La formation SSCT constitue un droit légal pour les membres du CSE. Ainsi, l’article L. 2315-18 du Code du travail prévoit que les membres de la délégation du personnel du CSE bénéficient d’une formation nécessaire à l’exercice de leurs missions en matière de santé, sécurité et conditions de travail. Cette formation concerne les élu·es du CSE des entreprises d’au moins 11 salarié·es et s’applique aussi bien aux élu·es titulaires qu’aux suppléant·es. Elle est intégralement financée par l’employeur et le temps passé en formation est considéré comme du temps de travail effectif. Il ne peut donc pas être déduit des heures de délégation. La formation est d’une durée minimale de cinq jours lors du premier mandat des membres de la délégation du personnel. En cas de renouvellement de ce mandat, la formation est d’une durée minimale de trois jours pour chaque membre de la délégation du personnel, quelle que soit la taille de l’entreprise ou de cinq jours pour les membres de la commission santé, sécurité et conditions de travail dans les entreprises d’au moins trois cents salariés.

Le choix de l’organisme de formation

Les représentant·es du personnel au CSE peuvent choisir librement leur organisme de formation. L’employeur ne peut pas l’imposer.

Les élu·es ont besoin de formations concrètes, adaptées à leur réalité de terrain afin d’être capables de répondre aux problématiques actuelles de leur entreprise. Un organisme de formation doit pouvoir proposer une expertise juridique solide, une connaissance pratique des conditions de travail, des intervenant·es expérimenté·es et expert·es de la thématique, des études de cas concrètes et des outils directement utilisables par les élu·es. 

Ainsi, la formation doit permettre aux élu·es de gagner en autonomie, en crédibilité et en efficacité dans l’exercice de leur mandat.

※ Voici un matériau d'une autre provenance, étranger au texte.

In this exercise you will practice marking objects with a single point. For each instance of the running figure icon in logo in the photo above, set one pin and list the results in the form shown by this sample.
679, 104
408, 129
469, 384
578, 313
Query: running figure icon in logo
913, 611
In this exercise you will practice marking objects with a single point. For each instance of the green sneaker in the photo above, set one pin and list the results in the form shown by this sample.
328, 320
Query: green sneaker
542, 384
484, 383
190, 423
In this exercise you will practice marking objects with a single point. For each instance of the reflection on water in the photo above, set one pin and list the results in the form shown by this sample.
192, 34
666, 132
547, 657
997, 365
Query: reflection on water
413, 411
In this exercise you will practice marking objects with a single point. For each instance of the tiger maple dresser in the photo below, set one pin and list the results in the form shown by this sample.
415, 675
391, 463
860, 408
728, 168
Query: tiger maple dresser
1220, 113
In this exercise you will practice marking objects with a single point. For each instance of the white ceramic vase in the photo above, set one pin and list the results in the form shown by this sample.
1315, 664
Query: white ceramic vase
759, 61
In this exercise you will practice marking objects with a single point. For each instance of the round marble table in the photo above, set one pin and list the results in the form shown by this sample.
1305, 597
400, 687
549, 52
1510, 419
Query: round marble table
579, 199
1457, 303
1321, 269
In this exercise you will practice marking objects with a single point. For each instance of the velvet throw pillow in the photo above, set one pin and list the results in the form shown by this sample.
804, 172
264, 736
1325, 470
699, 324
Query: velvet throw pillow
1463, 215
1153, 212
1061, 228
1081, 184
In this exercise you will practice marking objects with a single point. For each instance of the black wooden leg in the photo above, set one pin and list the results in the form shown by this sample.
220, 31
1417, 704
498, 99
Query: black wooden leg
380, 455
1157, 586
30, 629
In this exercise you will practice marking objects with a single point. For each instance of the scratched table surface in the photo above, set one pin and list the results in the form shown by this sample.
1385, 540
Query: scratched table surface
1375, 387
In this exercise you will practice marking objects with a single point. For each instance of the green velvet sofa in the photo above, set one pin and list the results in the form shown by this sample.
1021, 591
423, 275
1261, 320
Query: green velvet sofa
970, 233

Un droit qui semble insuffisamment exploité

S’il n’existe pas de données qui permettraient de mesurer précisément le recours à la formation SSCT des élu·es du CSE, les retours de terrain montrent que des représentant·es du personnel découvrent tardivement leurs droits et n’utilisent pas pleinement les possibilités offertes par la réglementation. Plusieurs facteurs peuvent l’expliquer, comme le manque d’information, le renouvellement fréquent des élu·es ou une méconnaissance des organismes qui pourraient être sollicités.

Dans des organisations du travail de plus en plus tendues, les représentant·es du personnel ont par ailleurs des difficultés croissantes à s’organiser pour pouvoir dégager le temps nécessaire et commun pour réaliser cette formation. Il n’est ainsi pas rare que des élu·es renoncent à utiliser l’intégralité de leur droit et réduisent la durée de la formation par exemple, ou que seuls certains d’entre elle·eux puissent être présent·es aux dates retenues.

La formation SSCT devrait pourtant être pensée comme un véritable outil de prévention et d’accompagnement des élu·es. Elle est également une véritable occasion pour les membres du CSE de réfléchir ensemble, de débattre et de construire une stratégie collective qui permettra de peser dans le débat avec l’employeur sur la politique d’entreprise concernant les conditions de travail et la santé des salarié·es.

La formation est ainsi un véritable levier de prévention

Dans un contexte marqué par l’accélération des transformations au sein des organisations et par la dégradation des conditions de travail, les représentant·es du personnel ont un rôle essentiel de vigilance, d’écoute et de prévention. La formation SSCT apparaît donc comme un investissement indispensable pour permettre aux représant·es du personnel de remplir pleinement leurs missions. Encore faut-il que les élu·es connaissent leurs droits.